There wasn’t one thing that stood out for the Cal men’s basketball team in its 81-36 trouncing of San Jose State on Wednesday night. It was everything.
The Spartans (3-6) kept the game close for about a minute and a half at Haas Pavilion. Then Bears guard Allen Crabbe broke the 2-2 tie with a jumper from the top of the key, followed by a three-point play in transition. San Jose State did not score its second basket until nearly six minutes into the game; by then, the game had long since ended.
“Cal just put their will on us physically,” Spartans head coach George Nessman said. “We’d been scoring in the 70s relatively easily. I thought we stopped moving, and they just took it to us. They deserved to kick our butt. We hadn’t had a team shut us down like that all season.”
Indeed, Cal (7-2) dominated every facet of the game — the Bears made 19 more baskets than the Spartans and had 20 more rebounds. Cal shot 49.2 percent from the field; SJSU just barely surpassed 20 percent.
Coming off a one-point loss at San Diego State, the Bears jumped on the Spartans early. They led 15-2 at the first media timeout and tacked on two free throws just after at the 14:32 mark. In the second half, it took the Spartans six minutes to score their first basket; Cal scored 15 in that time.

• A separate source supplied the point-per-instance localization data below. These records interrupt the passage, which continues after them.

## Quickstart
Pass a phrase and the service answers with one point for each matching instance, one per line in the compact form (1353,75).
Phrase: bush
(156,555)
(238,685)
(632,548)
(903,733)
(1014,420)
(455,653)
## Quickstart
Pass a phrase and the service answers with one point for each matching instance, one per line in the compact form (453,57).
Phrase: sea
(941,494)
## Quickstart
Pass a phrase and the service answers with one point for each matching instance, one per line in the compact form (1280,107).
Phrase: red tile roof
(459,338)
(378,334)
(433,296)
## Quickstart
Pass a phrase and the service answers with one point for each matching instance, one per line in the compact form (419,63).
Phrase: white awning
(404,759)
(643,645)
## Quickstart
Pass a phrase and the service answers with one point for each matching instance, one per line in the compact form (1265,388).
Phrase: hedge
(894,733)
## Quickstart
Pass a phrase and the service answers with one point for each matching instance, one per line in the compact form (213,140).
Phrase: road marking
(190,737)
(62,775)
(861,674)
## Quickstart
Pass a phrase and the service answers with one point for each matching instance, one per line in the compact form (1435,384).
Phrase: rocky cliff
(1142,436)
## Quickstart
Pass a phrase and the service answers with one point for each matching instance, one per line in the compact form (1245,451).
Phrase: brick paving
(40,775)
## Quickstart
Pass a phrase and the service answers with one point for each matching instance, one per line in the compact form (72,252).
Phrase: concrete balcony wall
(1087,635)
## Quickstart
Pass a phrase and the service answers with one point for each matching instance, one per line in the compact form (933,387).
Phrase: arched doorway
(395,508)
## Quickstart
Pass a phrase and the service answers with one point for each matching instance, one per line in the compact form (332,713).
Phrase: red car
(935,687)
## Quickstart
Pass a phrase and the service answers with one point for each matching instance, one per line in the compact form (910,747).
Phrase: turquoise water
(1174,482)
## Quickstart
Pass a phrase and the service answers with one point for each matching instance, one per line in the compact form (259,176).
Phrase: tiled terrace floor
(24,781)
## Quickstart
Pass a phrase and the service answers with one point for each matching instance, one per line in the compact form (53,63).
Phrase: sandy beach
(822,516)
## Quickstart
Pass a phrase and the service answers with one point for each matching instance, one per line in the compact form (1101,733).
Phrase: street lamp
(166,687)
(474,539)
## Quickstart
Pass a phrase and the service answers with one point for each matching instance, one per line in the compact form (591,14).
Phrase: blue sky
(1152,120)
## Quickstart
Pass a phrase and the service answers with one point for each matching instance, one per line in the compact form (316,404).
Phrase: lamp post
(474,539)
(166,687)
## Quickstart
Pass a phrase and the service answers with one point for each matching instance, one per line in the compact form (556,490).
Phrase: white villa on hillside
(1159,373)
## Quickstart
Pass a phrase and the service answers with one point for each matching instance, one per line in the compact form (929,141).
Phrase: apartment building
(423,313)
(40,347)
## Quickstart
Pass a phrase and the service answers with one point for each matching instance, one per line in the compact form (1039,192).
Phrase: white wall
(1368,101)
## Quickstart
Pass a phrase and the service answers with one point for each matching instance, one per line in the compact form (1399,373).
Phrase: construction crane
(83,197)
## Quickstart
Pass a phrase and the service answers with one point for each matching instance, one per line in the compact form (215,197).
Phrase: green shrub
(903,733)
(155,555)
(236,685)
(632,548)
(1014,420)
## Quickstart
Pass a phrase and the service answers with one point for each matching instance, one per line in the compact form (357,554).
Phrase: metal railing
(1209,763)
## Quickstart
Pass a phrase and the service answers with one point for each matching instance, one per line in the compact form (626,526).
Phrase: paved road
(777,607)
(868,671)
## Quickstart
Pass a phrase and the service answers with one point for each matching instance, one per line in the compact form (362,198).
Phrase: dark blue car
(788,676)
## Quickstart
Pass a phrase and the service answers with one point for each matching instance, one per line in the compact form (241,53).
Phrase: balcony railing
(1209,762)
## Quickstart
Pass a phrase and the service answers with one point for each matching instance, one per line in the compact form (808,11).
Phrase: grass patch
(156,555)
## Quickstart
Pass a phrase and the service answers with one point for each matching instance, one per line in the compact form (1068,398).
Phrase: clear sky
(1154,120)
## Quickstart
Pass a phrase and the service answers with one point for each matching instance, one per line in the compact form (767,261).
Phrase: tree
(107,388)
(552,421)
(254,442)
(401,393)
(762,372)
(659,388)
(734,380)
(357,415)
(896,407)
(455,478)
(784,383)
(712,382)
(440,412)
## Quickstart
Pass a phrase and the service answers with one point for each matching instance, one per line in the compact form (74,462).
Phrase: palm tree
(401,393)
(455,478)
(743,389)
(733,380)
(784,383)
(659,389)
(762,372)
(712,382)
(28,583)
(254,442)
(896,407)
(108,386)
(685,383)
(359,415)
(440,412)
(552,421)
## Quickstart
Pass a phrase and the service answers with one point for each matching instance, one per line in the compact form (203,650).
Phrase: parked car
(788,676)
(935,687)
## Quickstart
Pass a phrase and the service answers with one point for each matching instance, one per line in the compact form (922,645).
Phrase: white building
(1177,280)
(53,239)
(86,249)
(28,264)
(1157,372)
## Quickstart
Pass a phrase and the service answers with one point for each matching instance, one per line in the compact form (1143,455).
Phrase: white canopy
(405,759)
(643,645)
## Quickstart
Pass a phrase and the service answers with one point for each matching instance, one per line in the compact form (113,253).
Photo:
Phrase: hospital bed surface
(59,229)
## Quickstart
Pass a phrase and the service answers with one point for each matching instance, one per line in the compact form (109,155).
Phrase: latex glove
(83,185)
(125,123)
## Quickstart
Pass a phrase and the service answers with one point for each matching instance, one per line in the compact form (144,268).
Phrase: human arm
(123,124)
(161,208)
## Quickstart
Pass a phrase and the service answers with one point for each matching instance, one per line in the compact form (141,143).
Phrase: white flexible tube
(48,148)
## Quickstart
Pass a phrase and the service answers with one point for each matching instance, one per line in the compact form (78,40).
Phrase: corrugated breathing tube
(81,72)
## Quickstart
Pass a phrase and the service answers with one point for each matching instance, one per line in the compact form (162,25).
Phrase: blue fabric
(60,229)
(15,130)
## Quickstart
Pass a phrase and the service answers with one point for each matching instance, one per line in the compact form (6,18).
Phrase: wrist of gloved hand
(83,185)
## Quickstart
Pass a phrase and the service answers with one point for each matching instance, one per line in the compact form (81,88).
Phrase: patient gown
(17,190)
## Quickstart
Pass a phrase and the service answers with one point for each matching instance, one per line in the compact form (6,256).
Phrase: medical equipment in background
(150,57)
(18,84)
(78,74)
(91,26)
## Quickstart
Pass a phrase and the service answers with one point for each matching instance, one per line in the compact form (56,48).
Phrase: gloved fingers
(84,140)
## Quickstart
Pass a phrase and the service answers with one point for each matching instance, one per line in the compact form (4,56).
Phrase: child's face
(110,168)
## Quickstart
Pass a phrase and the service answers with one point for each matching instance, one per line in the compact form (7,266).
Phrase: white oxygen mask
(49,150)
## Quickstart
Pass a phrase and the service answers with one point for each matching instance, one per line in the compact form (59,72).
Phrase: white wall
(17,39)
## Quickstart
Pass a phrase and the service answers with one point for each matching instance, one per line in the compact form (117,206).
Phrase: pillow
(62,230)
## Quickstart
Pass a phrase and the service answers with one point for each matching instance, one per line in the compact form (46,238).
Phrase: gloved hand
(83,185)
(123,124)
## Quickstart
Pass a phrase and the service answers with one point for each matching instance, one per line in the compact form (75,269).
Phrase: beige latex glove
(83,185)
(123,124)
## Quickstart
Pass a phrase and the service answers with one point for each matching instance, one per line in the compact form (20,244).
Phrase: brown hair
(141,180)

“I think we’re playing well together right now,” point guard Justin Cobbs said. “Always gonna be a little more fired up after a loss … I think our main thing is just learning each others’ game and each others’ flow.”
Crabbe and senior Jorge Gutierrez led the squad with 18 and 14 points, respectively. Cobbs, who had “earned” the starting role over Brandon Smith, according to head coach Mike Montgomery, impressed with 11 points, five assists, four rebounds and just one turnover.

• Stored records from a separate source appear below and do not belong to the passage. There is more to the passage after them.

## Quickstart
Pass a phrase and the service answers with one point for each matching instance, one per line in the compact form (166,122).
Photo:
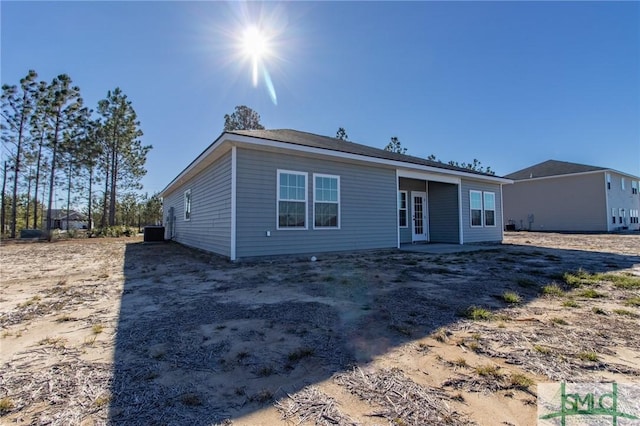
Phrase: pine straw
(311,405)
(401,400)
(76,388)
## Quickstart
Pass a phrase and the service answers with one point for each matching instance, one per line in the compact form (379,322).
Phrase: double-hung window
(402,209)
(326,201)
(292,200)
(489,208)
(187,204)
(475,201)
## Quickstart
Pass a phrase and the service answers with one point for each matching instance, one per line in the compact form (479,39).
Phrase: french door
(420,227)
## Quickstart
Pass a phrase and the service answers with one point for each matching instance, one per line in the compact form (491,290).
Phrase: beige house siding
(561,203)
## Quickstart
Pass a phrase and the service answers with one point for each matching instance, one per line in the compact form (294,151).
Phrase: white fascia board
(439,177)
(603,171)
(195,165)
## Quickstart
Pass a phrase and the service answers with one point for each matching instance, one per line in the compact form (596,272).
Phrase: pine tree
(124,155)
(243,118)
(64,104)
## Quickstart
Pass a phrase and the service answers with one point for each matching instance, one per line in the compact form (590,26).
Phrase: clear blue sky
(509,83)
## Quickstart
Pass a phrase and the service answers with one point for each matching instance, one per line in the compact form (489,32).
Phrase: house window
(187,204)
(475,201)
(489,208)
(326,201)
(292,200)
(402,209)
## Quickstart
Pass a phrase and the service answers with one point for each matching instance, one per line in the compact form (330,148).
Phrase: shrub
(552,290)
(477,313)
(511,297)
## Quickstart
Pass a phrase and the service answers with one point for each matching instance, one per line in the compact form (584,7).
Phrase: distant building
(561,196)
(59,220)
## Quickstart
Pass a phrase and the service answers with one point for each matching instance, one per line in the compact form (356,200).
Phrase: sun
(255,45)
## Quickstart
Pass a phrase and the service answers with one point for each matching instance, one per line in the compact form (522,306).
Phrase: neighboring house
(560,196)
(279,192)
(59,220)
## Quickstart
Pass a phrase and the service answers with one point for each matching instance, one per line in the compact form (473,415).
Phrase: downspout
(397,210)
(234,158)
(501,213)
(460,212)
(607,212)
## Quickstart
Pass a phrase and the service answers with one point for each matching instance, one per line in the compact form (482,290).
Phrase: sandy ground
(120,332)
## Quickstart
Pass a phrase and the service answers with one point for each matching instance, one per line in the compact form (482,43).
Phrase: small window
(475,201)
(187,204)
(326,201)
(489,208)
(292,200)
(402,209)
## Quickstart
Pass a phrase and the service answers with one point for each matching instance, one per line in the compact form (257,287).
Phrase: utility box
(153,234)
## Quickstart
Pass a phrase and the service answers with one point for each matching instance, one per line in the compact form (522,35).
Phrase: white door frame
(419,225)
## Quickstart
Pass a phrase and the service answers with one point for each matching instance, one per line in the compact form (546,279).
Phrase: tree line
(55,146)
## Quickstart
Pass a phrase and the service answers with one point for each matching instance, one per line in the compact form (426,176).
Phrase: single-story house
(280,192)
(60,220)
(561,196)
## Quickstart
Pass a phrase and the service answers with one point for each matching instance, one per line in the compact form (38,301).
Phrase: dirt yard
(121,332)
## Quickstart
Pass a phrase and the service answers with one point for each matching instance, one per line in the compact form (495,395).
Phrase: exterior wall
(619,198)
(210,225)
(444,225)
(410,185)
(484,233)
(564,203)
(368,206)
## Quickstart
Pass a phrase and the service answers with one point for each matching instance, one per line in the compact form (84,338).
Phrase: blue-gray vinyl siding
(482,233)
(444,224)
(210,225)
(368,207)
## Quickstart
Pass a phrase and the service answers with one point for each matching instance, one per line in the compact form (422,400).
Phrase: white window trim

Freshman forward David Kravish nearly had a double-double in his first career start. In place of the suspended Richard Solomon, Kravish posted nine points and 10 boards. He seemed to improve throughout his 28 minutes on the court. At first he was tentative, failing to secure rebounds, but he seemed to get stronger and more confident as the game progressed. Early in the first half, he caught a pass at the elbow. No defender stepped up, so he took the shot and swished it.
Solomon, meanwhile, was animated on the bench, encouraging his teammates. At times it seemed like he was showing more energy than many of the San Jose State players on the court. Montgomery said the sophomore forward will be reinstated and ready to go in the Bears’ next contest, Sunday afternoon against Jackson State.
As usual, Gutierrez was tasked with stopping the opponent’s best player. James Kinney came in averaging 18.1 points per game, shooting 44.6 percent from 3-point range. The 6-foot-2 junior guard missed all 12 of his field goals and did not score a point. His 10th miss bounced around the rim but, alas, he received no shooter’s roll.
“That’s what Jorge does,” Cobbs said. “If the coach gives him an assignment, he’s gonna do what he’s gonna do.”
Kinney’s teammates weren’t that much better, especially in the first half. Besides forward Wil Carter, who totaled 11 points before the break, the rest of the squad shot 1-for-17, and only one other player scored. Crabbe’s 14 first-half points nearly matched the Spartans’ 15.